書かれているのは、著者の“今まで生きてきた中”のこと。
海外に滞在したときの話。
日本の旅行の話。
商売をしてみたことの話。
映画の話。
日常の話。
家族の話──。
どの話も、自らの思い出でありながら、少し距離を取ったような落ち着きを以て書かれています。
そしてそれが、とても読むのに心地が良いです。
「少し距離を取ったような落ち着き」と書きましたが、同時に思い出(それがどんな感情のものであっても)をとても大切に手のひらに包み込んでいるような温かさも感じられます。
淡々と描かれる情景は細かく描写されているわけでもないのに、不思議と風景が頭に浮かびます。
言葉の選択のセンスの良さが素晴らしいと感じました。
エッセイを読むのが好きという方には、ぜひ読んでいただきたい作品です。
落ちついた穏やかな語り口が心地よく、読み手の心にすっと入ってくる回想録です。
筆者が体験してきた人生、その時の思い。大切なもの。切ない記憶。
きれいな言葉で胡麻化すこともなく、かといってけっして毒吐きでもなく、小難しいうんちくでもなく、ただ淡々と思い出が語られているだけなのに、ひとつのお話を読み終えるたびに何とも言えないじんわりとした余韻が残ります。

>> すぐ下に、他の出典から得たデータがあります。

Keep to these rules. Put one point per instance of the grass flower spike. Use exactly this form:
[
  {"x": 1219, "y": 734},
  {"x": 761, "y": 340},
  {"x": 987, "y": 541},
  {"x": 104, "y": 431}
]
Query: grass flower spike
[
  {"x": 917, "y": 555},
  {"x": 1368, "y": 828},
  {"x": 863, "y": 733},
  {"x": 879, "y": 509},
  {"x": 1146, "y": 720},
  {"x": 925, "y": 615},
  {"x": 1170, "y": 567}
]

それはおそらく、ただただ筆者の心に正直なところを、読者に媚びず、ご自身を飾らずに綴ってあるからでしょう。
人生はポジティブとかネガティブとか簡単に色分けできるものではなく、夕暮れ時のように微妙な色が混ざり合ってできているもの。そんな風に思えます。
日々の暮らしの中、心がささくれ立つときに、そっと宥めてくれる清涼剤のような読み心地がします。ぜひ本棚に並べていただきたい極上のエッセイです。